NS-Zeit: Clever will Rolle von Ärzten neu beleuchten
Baden-Württembergs Kammer-Chef wirbt dafür, die Lehren aus der NS-Zeit für medizinethische Themen fruchtbar zu machen.
Veröffentlicht:STUTTGART. Die Rolle von Ärzten in der Zeit des Nationalsozialismus will Baden-Württembergs Ärztekammer-Präsident Dr. Ulrich Clever in den Blick rücken.
Es gebe bis heute keine offizielle Stellungnahme der Landesärztekammer Baden-Württemberg zu diesem Thema, erläutert Clever im Gespräch mit der "Ärzte Zeitung".
"Das hat sicher auch mit der starken Stellung der Bezirksärztekammern hier im Lande zu tun", sagt Clever, der 2011 sein Amt angetreten hat.
Aber eben auch mit der Kontinuität von Amtsträgern in der Selbstverwaltung, die bislang eine Aufarbeitung vor Ort schwierig gemacht hat.
Hier will Clever ansetzen und betont den Wert auch von Gesten: "Es wäre ein Zeichen, wenn eine Delegation der Landesärztekammer die heutige Gedenkstätte Grafeneck besuchen würde."
In dem ehemaligen Samariterstift Grafeneck im Landkreis Reutlingen wurden 1940 im Rahmen der sogenannten Aktion "T4" 10654 Menschen mit psychischen Erkrankungen oder geistigen Behinderungen ermordet.
Organisiert wurde die Aktion, der landesweit mehr als 70.000 Menschen zum Opfer fielen, zentral von einer Villa in der Tiergartenstraße 4 in Berlin - daher die Namensgebung.
Dort wurde auch angeordnet, dass die Tötung der Insassen durch Gas ausschließlich von Ärzten vorgenommen werden durfte. Clever würde den Besuch der Gedenkstätte durch eine Delegation "sehr begrüßen".
"Giftschrank" in der BÄK
Es gehe darum, die Erinnerung an die NS-Zeit "fruchtbar zu machen für medizinethische Fragen, die sich uns Ärzten gegenwärtig stellen", begründet Clever sein Engagement.
Die Debatten über Präimplantationsdiagnostik und Sterbehilfe seien dafür nur Stichworte.

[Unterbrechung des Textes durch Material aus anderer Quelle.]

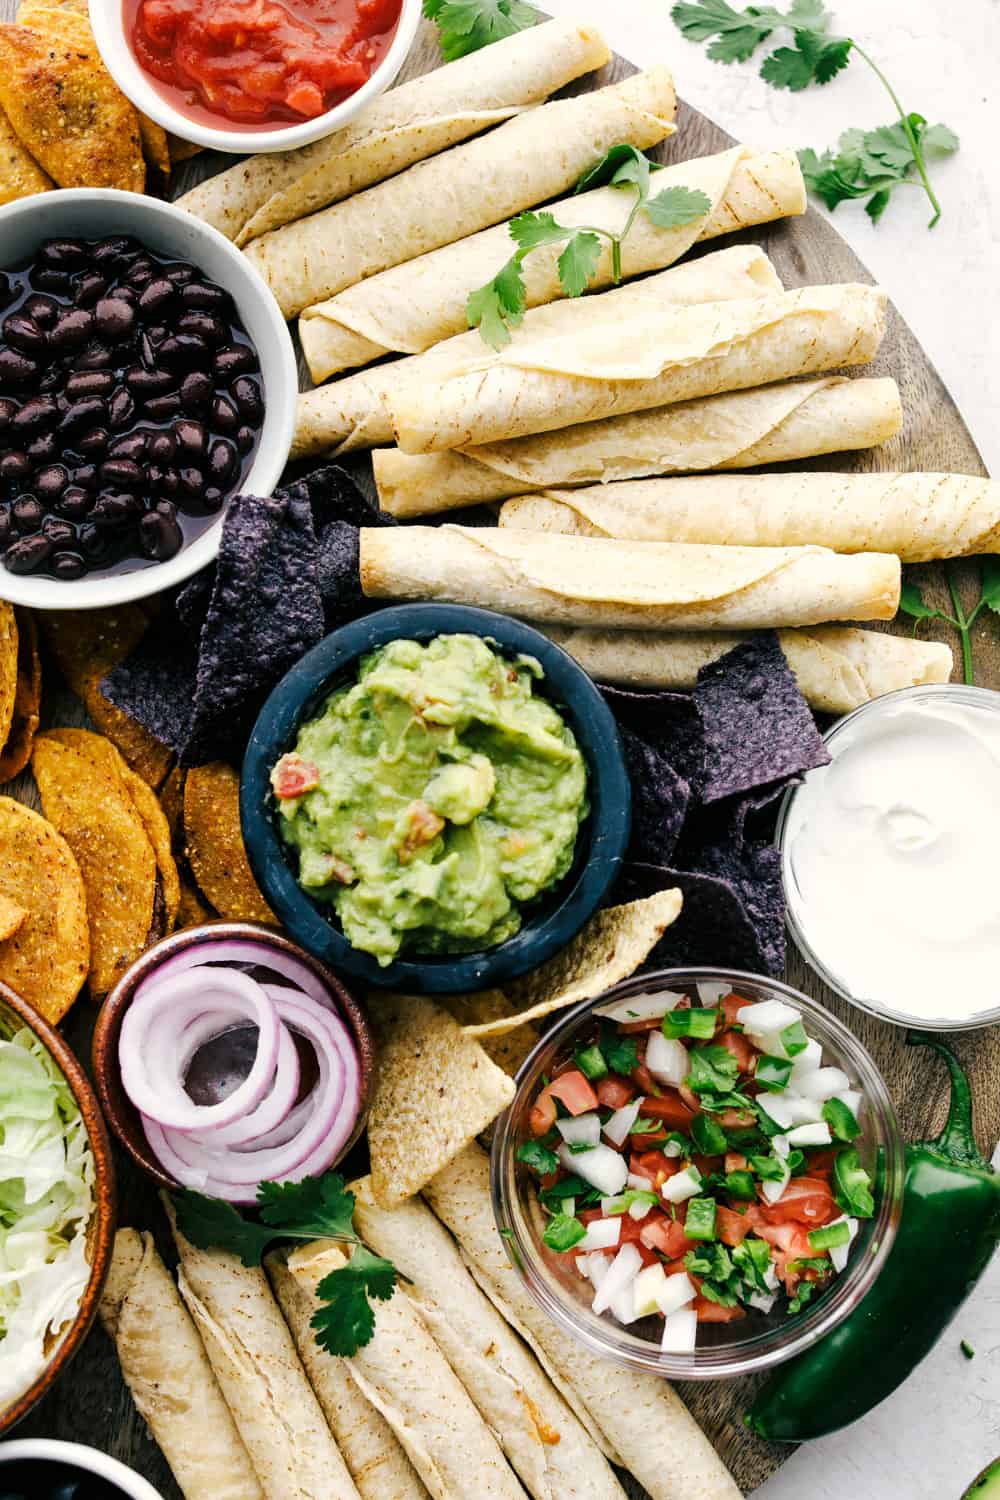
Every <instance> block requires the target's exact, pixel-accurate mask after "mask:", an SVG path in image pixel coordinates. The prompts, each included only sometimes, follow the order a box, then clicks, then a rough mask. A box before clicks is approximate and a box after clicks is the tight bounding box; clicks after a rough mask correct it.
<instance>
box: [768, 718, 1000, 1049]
mask: <svg viewBox="0 0 1000 1500" xmlns="http://www.w3.org/2000/svg"><path fill="white" fill-rule="evenodd" d="M828 748H829V751H831V756H832V762H831V765H828V766H820V768H819V769H816V771H810V772H808V775H807V777H805V783H804V784H802V786H801V787H799V790H798V792H796V793H795V796H793V799H792V802H790V805H789V813H787V817H786V823H784V831H783V840H781V841H783V850H784V874H786V886H787V895H789V907H790V912H792V915H793V918H795V922H796V924H798V927H799V932H801V935H802V938H804V941H805V945H807V947H808V948H810V950H811V951H813V954H814V956H816V959H817V960H819V963H820V965H822V968H825V969H826V972H828V974H829V975H831V978H832V980H834V983H835V984H837V987H838V989H841V990H843V992H844V993H847V995H850V996H852V998H853V999H858V1001H861V1002H864V1004H867V1005H870V1007H873V1008H874V1010H880V1011H886V1013H895V1016H891V1017H889V1019H909V1017H915V1019H921V1020H937V1022H949V1020H951V1022H969V1020H973V1019H975V1016H976V1014H978V1013H981V1011H988V1010H996V1008H997V1007H999V1005H1000V877H999V876H997V868H999V859H1000V694H997V693H987V691H982V693H976V694H975V696H973V694H970V693H967V691H963V690H958V688H955V690H951V691H949V690H948V688H937V690H930V691H928V693H927V696H913V697H910V696H907V697H889V699H886V700H883V702H876V703H873V705H871V706H870V708H865V709H862V711H861V712H858V714H856V715H855V717H852V720H850V721H849V723H846V724H844V726H843V729H838V730H837V732H835V733H834V735H832V736H831V738H829V739H828Z"/></svg>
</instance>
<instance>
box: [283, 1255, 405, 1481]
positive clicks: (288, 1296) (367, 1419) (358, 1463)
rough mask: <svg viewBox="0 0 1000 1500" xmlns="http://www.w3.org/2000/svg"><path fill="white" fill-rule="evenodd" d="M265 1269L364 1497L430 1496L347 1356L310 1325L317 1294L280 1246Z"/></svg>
mask: <svg viewBox="0 0 1000 1500" xmlns="http://www.w3.org/2000/svg"><path fill="white" fill-rule="evenodd" d="M265 1265H267V1274H268V1277H270V1281H271V1286H273V1289H274V1296H276V1298H277V1302H279V1307H280V1310H282V1314H283V1317H285V1322H286V1323H288V1328H289V1331H291V1335H292V1338H294V1340H295V1347H297V1349H298V1358H300V1359H301V1362H303V1365H304V1368H306V1374H307V1376H309V1382H310V1385H312V1388H313V1391H315V1392H316V1398H318V1401H319V1406H321V1407H322V1413H324V1416H325V1419H327V1422H328V1424H330V1431H331V1433H333V1436H334V1439H336V1442H337V1445H339V1448H340V1452H342V1454H343V1461H345V1463H346V1466H348V1469H349V1470H351V1478H352V1479H354V1484H355V1485H357V1490H358V1494H360V1496H361V1500H427V1491H426V1488H424V1485H423V1484H421V1481H420V1478H418V1475H417V1470H415V1469H414V1466H412V1464H411V1463H409V1460H408V1458H406V1454H405V1452H403V1448H402V1445H400V1442H399V1439H397V1437H396V1434H394V1433H393V1430H391V1427H390V1425H388V1422H387V1421H385V1418H384V1416H382V1413H381V1412H376V1410H375V1407H373V1406H372V1403H370V1401H369V1400H367V1398H366V1397H364V1395H361V1391H360V1388H358V1386H357V1383H355V1382H354V1379H352V1377H351V1371H349V1370H348V1365H346V1361H343V1359H336V1358H334V1356H333V1355H327V1352H325V1350H322V1349H321V1347H319V1344H318V1343H316V1332H315V1329H313V1328H312V1326H310V1319H312V1314H313V1311H315V1298H313V1296H312V1293H310V1292H309V1290H307V1289H306V1287H303V1286H301V1283H298V1281H297V1280H295V1277H292V1274H291V1271H289V1269H288V1262H286V1257H285V1256H283V1254H282V1253H280V1251H274V1253H273V1254H270V1256H267V1260H265Z"/></svg>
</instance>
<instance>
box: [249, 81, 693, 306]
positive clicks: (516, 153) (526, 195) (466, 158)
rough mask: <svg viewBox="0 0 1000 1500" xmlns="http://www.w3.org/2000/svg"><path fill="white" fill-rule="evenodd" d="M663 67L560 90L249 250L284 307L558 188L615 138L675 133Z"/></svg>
mask: <svg viewBox="0 0 1000 1500" xmlns="http://www.w3.org/2000/svg"><path fill="white" fill-rule="evenodd" d="M675 113H676V95H675V92H673V80H672V78H670V72H669V69H667V68H654V69H651V71H649V72H646V74H636V77H634V78H628V80H627V81H625V83H622V84H613V86H610V87H609V89H598V90H597V92H595V93H588V95H580V96H579V98H574V99H558V101H555V102H552V104H546V105H540V107H538V108H537V110H529V111H528V113H526V114H522V115H517V117H516V118H513V120H508V121H507V123H505V124H501V126H499V127H498V129H496V130H490V132H489V133H487V135H483V136H480V139H475V141H466V142H465V144H463V145H454V147H451V150H450V151H442V153H441V154H439V156H433V157H430V159H429V160H426V162H418V163H417V165H415V166H409V168H408V169H406V171H405V172H399V174H397V175H396V177H390V178H388V180H387V181H384V183H379V184H378V186H375V187H369V189H367V190H366V192H360V193H355V195H354V196H352V198H348V199H345V201H343V202H339V204H333V207H330V208H324V210H322V211H321V213H313V214H310V216H309V217H307V219H300V220H297V222H295V223H289V225H285V228H282V229H274V231H271V233H270V234H265V236H261V239H258V240H253V242H252V245H249V246H247V251H246V254H247V258H249V260H250V261H252V263H253V266H255V267H256V270H258V272H259V273H261V275H262V276H264V281H265V282H267V284H268V287H270V288H271V291H273V293H274V297H276V299H277V303H279V306H280V309H282V312H283V314H285V317H286V318H291V317H292V315H294V314H297V312H301V309H303V308H307V306H309V305H310V303H313V302H321V300H322V299H324V297H331V296H333V294H334V293H337V291H342V290H343V288H345V287H352V285H354V284H355V282H360V281H364V278H366V276H375V275H376V273H378V272H384V270H385V269H387V267H388V266H399V264H400V261H412V260H414V257H417V255H423V254H426V252H427V251H435V249H438V246H441V245H451V243H453V240H460V239H462V237H463V236H466V234H475V233H477V231H478V229H484V228H486V226H487V225H490V223H498V222H499V220H501V219H508V217H510V216H511V214H514V213H519V211H520V210H522V208H529V207H531V205H532V204H537V202H541V201H544V199H546V198H555V196H556V193H561V192H565V190H567V187H571V186H573V183H576V181H577V178H579V177H580V175H582V174H583V172H585V171H588V168H589V166H592V165H594V162H595V160H600V157H601V156H603V154H604V153H606V151H607V150H609V148H610V147H612V145H615V144H616V142H618V141H630V142H631V144H633V145H639V147H642V148H646V147H649V145H658V144H660V141H663V139H666V136H667V135H672V133H673V124H672V123H670V121H672V120H673V115H675Z"/></svg>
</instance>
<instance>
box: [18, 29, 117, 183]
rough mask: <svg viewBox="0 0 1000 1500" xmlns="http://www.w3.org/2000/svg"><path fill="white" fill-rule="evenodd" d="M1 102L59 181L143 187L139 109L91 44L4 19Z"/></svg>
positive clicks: (43, 161) (40, 164) (38, 160)
mask: <svg viewBox="0 0 1000 1500" xmlns="http://www.w3.org/2000/svg"><path fill="white" fill-rule="evenodd" d="M60 30H61V28H60ZM0 108H3V110H4V111H6V114H7V117H9V120H10V124H12V127H13V130H15V132H16V135H18V136H19V139H21V144H22V145H24V147H25V150H27V151H30V154H31V156H33V157H34V160H36V162H37V163H39V166H40V168H42V169H43V171H45V172H48V175H49V177H51V178H52V180H54V181H55V183H58V186H60V187H123V189H126V190H129V192H142V189H144V186H145V163H144V160H142V144H141V139H139V120H138V115H136V113H135V110H133V108H132V105H130V104H129V101H127V99H126V98H124V95H123V93H121V92H120V90H118V87H117V86H115V83H114V80H112V78H111V74H109V72H108V71H106V68H105V66H103V63H102V62H100V57H99V55H97V51H96V48H94V46H93V43H88V45H85V43H84V42H79V40H73V39H70V37H66V36H63V34H45V33H39V31H34V30H31V28H30V27H27V26H0Z"/></svg>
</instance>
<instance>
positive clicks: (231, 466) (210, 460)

An diesem Wochenende haben die Vertreter der baden-württembergischen Kammerversammlung Gelegenheit, sich alte ethische Fragen neu zu stellen.
Auf der Tagesordnung steht die Novelle der Berufsordnung - und damit auch der Paragraf 16, in dem die Sterbebegleitung geregelt ist.
"Beim Deutschen Ärztetag in Kiel haben wir 2011 beschlossen, dass ein Arzt keine Beihilfe zur Selbsttötung leisten darf. Das wird sicher auch ein Thema in den Debatten der Vertreter sein", prognostiziert Clever.
Gleichwohl kann der Kammer-Präsident heute kein "ausgeprägtes Defizit bei der Erforschung der Rolle von Ärzten in der NS-Zeit mehr erkennen".
Allerdings ist die regionale Forschung in Baden-Württemberg schwierig, weil dort die Unterlagen der Reichsärztekammer großteils im Krieg verbrannt sind.
Dies bewahrte Clever und seine Amtsvorgänger auch von einem Erlebnis, von dem Bundesärztekammer-Präsident Dr. Frank Ulrich Montgomery jüngst beim Ärztetag in Nürnberg berichtete.
Als Montgomery sein Amt als Kammer-Chef in Hamburg antrat, wurde ihm der Schlüssel zu einem "Giftschrank" übergeben: Dieser enthielt, wie sich herausstellte, Listen mit den Namen jüdischer Ärzte, denen die Approbation entzogen worden war. Das war im Jahr 1994.